To the editor:
The expression "People in glass houses shouldn't throw stones" came to mind when I read William M. Isaac's Sept. 7 column, "Insurers Are Shooting Themselves in the Foot in Battle Against Banks." Mr. Isaac points to shortcomings in the life insurance agency system as a reason for banks to sell insurance. Yet he conveniently ignores serious problems in his own house, the banking industry, that argue against expanded powers.
There's every indication that banks would sell other lines of insurance in much the same way they currently market credit life insurance. That product is sold at the highest rates allowed by law and is often tied to a loan or mortgage without the borrower even aware that he need not purchase it from the bank. The Consumer Federation of America has called it "the nation's worst insurance rip-off."

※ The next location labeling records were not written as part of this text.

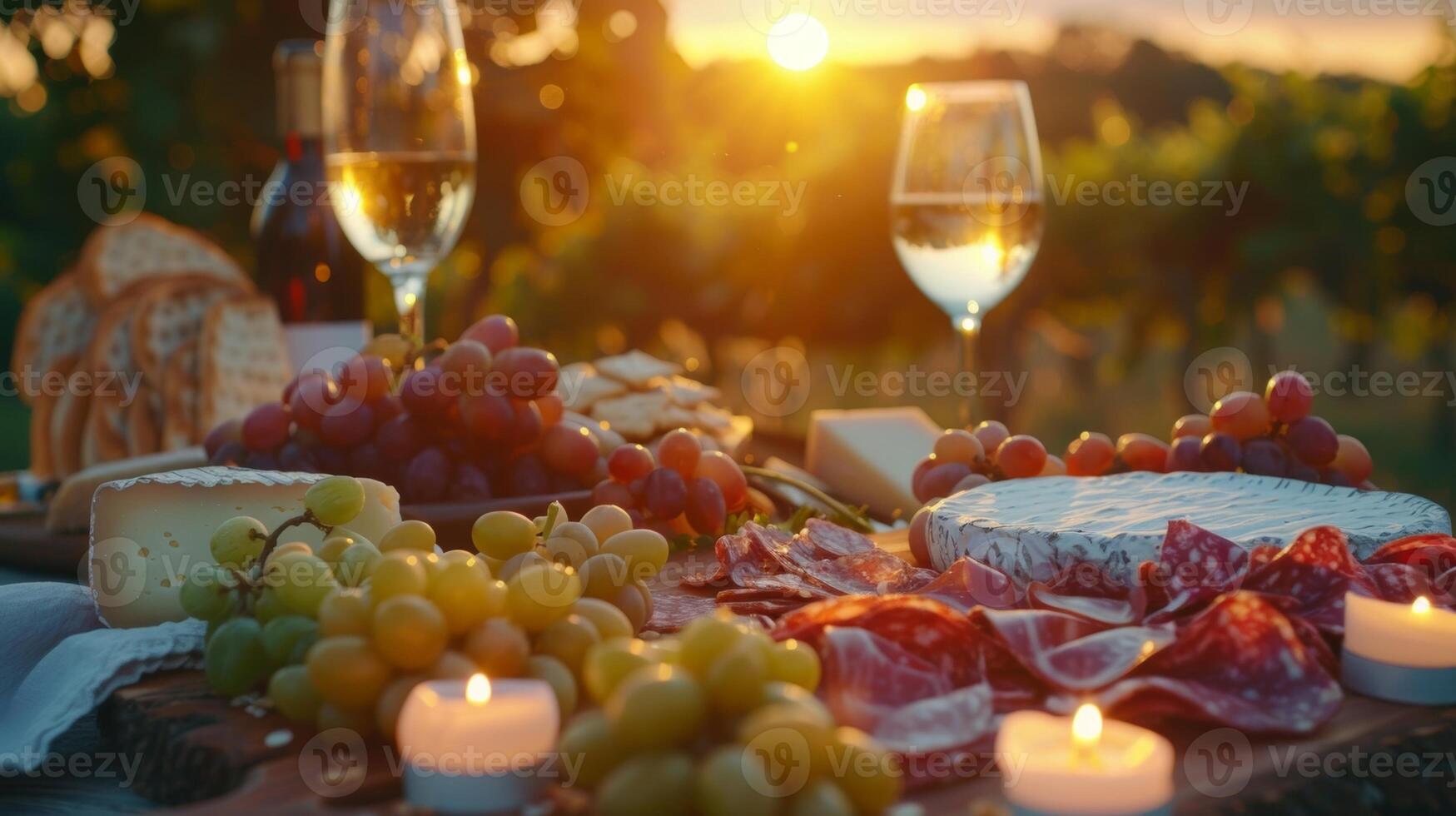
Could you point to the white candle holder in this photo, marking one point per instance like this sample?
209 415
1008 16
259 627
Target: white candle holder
1414 685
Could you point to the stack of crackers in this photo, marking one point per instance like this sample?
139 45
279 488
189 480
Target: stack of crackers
641 398
155 337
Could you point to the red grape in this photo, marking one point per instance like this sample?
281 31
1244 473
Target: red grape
231 430
1289 396
1185 454
707 507
1090 455
610 491
495 332
1265 458
427 477
1220 452
344 427
470 484
550 408
568 449
1193 425
970 483
524 373
266 427
1020 456
629 462
1142 452
941 480
311 398
487 415
721 468
664 493
680 450
1241 414
400 439
919 536
958 446
1312 440
991 435
1055 466
1353 460
421 392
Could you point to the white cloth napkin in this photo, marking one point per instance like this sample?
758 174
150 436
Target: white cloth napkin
58 662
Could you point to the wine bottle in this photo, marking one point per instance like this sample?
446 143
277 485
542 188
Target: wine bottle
305 261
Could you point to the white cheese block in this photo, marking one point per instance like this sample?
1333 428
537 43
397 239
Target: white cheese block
867 456
1032 528
151 532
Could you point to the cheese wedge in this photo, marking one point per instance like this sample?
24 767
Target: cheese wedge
151 532
867 456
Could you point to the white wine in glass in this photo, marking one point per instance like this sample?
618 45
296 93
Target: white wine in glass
400 137
967 198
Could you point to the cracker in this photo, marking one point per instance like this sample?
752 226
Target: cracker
56 324
686 392
242 357
116 258
637 367
634 415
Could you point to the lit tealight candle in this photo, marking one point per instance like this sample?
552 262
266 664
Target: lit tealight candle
1399 652
475 745
1084 765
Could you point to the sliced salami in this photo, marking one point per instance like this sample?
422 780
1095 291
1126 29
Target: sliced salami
1241 664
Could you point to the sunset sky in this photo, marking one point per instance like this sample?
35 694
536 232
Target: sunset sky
1339 35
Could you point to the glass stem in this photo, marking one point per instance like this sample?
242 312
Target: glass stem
968 330
410 302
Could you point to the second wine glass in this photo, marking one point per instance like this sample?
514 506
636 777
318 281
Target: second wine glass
400 137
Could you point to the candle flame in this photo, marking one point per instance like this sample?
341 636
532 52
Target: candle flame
1086 728
478 689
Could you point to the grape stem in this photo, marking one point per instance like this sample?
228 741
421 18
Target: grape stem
853 519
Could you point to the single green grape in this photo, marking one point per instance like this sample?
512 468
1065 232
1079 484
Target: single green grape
235 659
237 541
335 500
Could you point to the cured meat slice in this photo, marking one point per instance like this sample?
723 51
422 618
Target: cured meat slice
1241 664
970 583
1072 653
832 541
1315 570
1434 554
925 627
1195 565
674 611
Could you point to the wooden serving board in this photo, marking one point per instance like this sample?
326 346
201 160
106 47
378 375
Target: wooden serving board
202 751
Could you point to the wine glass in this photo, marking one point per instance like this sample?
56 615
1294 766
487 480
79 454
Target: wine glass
967 198
400 137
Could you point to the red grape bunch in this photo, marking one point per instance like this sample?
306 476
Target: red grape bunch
478 420
680 490
966 460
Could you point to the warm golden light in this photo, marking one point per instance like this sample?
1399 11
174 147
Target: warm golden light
798 42
916 98
478 689
1086 728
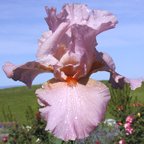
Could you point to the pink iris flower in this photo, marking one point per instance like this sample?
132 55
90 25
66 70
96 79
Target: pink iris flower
128 128
129 119
122 141
71 103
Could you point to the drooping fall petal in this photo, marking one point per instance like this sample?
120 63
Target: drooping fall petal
25 73
73 109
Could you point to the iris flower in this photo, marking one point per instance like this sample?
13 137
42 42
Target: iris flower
72 103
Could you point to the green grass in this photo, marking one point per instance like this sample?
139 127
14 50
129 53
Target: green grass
18 99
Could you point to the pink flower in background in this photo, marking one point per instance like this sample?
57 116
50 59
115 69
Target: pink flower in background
128 128
71 103
122 141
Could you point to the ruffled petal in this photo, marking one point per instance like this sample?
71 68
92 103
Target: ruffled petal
80 14
25 73
51 42
74 108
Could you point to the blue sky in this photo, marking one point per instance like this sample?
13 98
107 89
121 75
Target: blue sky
22 23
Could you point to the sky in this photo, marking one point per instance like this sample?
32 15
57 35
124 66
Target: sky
22 23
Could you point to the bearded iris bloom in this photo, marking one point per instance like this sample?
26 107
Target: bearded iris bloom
71 103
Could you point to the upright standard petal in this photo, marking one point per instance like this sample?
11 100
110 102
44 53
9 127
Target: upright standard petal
80 14
73 109
25 73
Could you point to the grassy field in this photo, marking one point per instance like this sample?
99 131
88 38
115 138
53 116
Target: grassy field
16 100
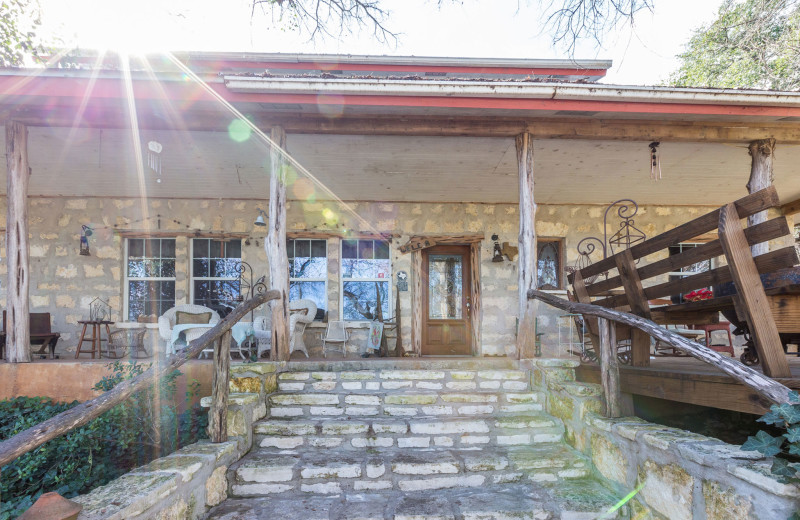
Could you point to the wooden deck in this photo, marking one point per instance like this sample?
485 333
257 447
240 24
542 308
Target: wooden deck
689 380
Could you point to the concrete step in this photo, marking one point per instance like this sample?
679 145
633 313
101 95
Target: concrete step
270 471
385 379
404 403
423 432
584 499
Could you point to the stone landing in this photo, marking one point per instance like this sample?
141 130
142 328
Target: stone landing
458 439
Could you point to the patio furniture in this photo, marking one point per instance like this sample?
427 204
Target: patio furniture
336 334
711 327
766 308
176 333
95 339
40 334
301 313
127 341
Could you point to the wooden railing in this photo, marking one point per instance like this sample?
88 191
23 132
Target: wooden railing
62 423
770 389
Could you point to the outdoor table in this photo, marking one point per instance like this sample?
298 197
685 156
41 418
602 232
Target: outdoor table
95 338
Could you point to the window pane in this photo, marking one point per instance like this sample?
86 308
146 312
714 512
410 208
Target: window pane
302 248
361 300
381 249
548 267
349 248
445 286
319 248
167 248
314 291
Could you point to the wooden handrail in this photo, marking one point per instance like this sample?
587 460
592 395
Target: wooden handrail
769 388
35 436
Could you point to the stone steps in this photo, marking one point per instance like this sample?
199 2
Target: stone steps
422 432
581 499
270 471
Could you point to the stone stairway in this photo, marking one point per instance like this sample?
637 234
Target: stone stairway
460 439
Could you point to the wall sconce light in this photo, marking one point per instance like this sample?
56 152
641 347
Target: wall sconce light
86 232
498 254
261 219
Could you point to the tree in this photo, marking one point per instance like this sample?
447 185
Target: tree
751 44
18 22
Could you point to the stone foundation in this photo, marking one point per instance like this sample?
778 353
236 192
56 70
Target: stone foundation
677 474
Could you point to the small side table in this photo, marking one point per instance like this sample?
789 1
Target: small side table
95 338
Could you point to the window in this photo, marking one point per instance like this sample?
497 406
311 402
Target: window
150 276
308 271
699 267
366 272
549 264
216 267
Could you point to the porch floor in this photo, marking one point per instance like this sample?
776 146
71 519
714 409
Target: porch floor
689 380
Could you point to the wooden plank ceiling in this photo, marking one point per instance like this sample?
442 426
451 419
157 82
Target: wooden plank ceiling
94 162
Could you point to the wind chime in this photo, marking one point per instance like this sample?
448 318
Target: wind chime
655 161
154 158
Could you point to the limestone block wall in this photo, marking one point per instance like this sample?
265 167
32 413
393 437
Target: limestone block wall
676 474
64 283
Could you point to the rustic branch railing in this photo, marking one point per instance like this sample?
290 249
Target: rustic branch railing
761 384
60 424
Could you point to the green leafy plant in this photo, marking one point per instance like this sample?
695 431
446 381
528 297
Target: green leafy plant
150 424
785 447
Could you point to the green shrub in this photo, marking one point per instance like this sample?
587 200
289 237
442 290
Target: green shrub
145 427
784 447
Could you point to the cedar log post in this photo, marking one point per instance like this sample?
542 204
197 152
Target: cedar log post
526 264
761 153
609 367
218 411
17 251
276 246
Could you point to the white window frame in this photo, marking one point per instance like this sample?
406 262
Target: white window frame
327 269
192 277
342 281
129 279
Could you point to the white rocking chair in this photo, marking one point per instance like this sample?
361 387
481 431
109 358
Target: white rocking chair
335 334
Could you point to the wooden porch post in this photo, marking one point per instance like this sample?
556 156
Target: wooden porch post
18 172
761 153
276 246
526 264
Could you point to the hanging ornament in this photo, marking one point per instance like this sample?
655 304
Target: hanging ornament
154 157
655 161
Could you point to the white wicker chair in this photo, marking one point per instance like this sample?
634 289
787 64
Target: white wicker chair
262 326
166 322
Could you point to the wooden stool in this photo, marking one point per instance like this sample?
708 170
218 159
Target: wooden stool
723 325
95 337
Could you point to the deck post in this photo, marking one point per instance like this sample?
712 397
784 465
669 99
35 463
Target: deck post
17 249
526 264
276 246
761 176
609 367
751 294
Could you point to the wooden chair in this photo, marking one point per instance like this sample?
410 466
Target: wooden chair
40 333
336 334
765 313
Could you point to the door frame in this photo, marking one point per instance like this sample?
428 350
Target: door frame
475 312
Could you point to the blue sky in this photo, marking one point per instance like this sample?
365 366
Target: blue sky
500 28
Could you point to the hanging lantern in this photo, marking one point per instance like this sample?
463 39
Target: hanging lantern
86 232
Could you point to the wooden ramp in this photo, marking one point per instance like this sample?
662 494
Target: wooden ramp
689 380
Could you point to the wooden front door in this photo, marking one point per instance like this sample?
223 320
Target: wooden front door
446 300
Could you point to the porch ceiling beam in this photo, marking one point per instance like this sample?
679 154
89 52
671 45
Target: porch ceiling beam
495 126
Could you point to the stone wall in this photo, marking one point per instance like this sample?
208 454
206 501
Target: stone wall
676 474
187 483
64 283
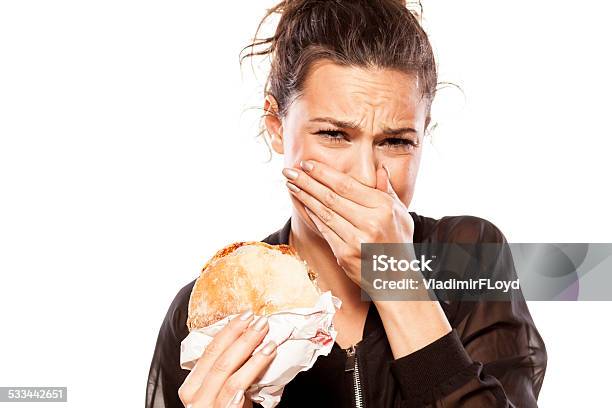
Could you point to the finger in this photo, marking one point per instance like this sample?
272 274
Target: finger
334 221
335 242
324 194
383 181
341 183
222 340
230 360
246 375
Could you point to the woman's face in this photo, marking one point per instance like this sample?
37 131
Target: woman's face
354 120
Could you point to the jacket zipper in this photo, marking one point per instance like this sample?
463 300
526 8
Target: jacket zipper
351 365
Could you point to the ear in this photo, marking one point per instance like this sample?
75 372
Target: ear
273 123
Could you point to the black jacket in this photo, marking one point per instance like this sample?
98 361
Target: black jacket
493 357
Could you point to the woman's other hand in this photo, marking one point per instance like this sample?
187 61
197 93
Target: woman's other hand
348 213
227 366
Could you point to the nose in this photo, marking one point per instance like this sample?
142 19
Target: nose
363 166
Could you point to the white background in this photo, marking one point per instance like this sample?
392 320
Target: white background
128 156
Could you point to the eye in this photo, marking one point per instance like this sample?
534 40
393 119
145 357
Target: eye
400 143
334 136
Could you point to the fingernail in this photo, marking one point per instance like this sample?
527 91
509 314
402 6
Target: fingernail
290 173
246 315
306 165
237 397
261 323
269 348
293 187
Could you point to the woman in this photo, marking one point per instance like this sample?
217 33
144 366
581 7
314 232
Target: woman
347 103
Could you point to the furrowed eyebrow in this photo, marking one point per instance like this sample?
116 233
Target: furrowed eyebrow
352 125
337 123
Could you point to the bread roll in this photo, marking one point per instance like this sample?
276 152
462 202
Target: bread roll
251 275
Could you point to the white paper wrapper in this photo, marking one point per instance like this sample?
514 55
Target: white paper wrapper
303 334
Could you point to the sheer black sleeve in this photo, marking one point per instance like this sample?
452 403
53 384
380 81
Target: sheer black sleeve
493 357
165 373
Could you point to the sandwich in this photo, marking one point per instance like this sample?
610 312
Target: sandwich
251 275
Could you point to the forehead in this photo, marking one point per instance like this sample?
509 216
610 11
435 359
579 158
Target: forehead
351 91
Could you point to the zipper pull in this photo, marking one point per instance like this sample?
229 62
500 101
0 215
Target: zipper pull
350 359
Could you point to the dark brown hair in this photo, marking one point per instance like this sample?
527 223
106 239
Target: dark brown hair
362 33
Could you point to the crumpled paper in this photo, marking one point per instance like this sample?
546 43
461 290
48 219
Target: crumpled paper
303 334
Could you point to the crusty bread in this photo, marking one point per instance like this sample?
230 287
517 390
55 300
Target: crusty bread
251 275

Add to that the U.S. Public Interest Research Group's recent study showing that it now costs $219 a year to maintain an interest-bearing checking account, and you begin to wonder what the banks mean by offering insurance at competitive rates.
As for Mr. Isaac's case against agents, he relies heavily on industry statistics that have been taken out of context. His assertion that 40% of Americans have no life insurance doesn't take into account that in many households only the breadwinner owns a policy and that 78% of households have life insurance. Mr. Isaac also would lead us to believe that agent training and compensation are much more expensive than they really are. He cites the extremes, when the averages are much lower. In addition, lapse rates have improved over the last five years for all categories of life insurance products.
Mr. Isaac misinterprets a figure attributed to our organization, the $5 trillion difference between what Americans should have in life insurance coverage and what they actually own. This "shortfall" occurs not because families have no insurance, as Mr. Isaac states, but because they don't have enough. But to say this is the fault of insurance agents is no more logical than to say it is the banks' fault that Americans don't save enough. It wouldn't take much to show a huge gap between what the average American should have in savings and what he actually has in his bank account. Would that prove that banks aren't doing their job?
One thing Mr. Isaac doesn't say is that life insurance today costs roughly half what it did 30 years ago. I wish I could say the same for banking products. As bank fees continues to skyrocket and credit card rates remain stubbornly high, Mr. Isaac might take a hard look at his own house before throwing stones at others.
Allan G. Hancock
Association of Life Underwriters
Mr. Isaac replies:
In a letter of April 5, the Consumer Federation of America denounced an ad by the Independent Insurance Agents of America containing assertions similar to those of Mr. Hancock.
The CFA letter said, in part, "Ever since CFA exhaustively studied the issue a decade ago ... we have believed that bank entry into insurance sales ... has the potential to save consumers billions of dollars every year. We have, as IIAA well knows, characterized the entry of banks into insurance sales as a likely 'boon' to consumers."
Mr. Hancock's predecessor at the National Association of Life Underwriters is the source I quoted for the "$5 trillion shortfall of consumers with basic life insurance needs that don't have any life insurance at all."
Mr. Hancock asserts that lapse rates are coming down, but a July 18 report by the Consumer Federation of America states that "consumers waste more that $6 billion annually on cash-value life insurance premiums because of early terminations."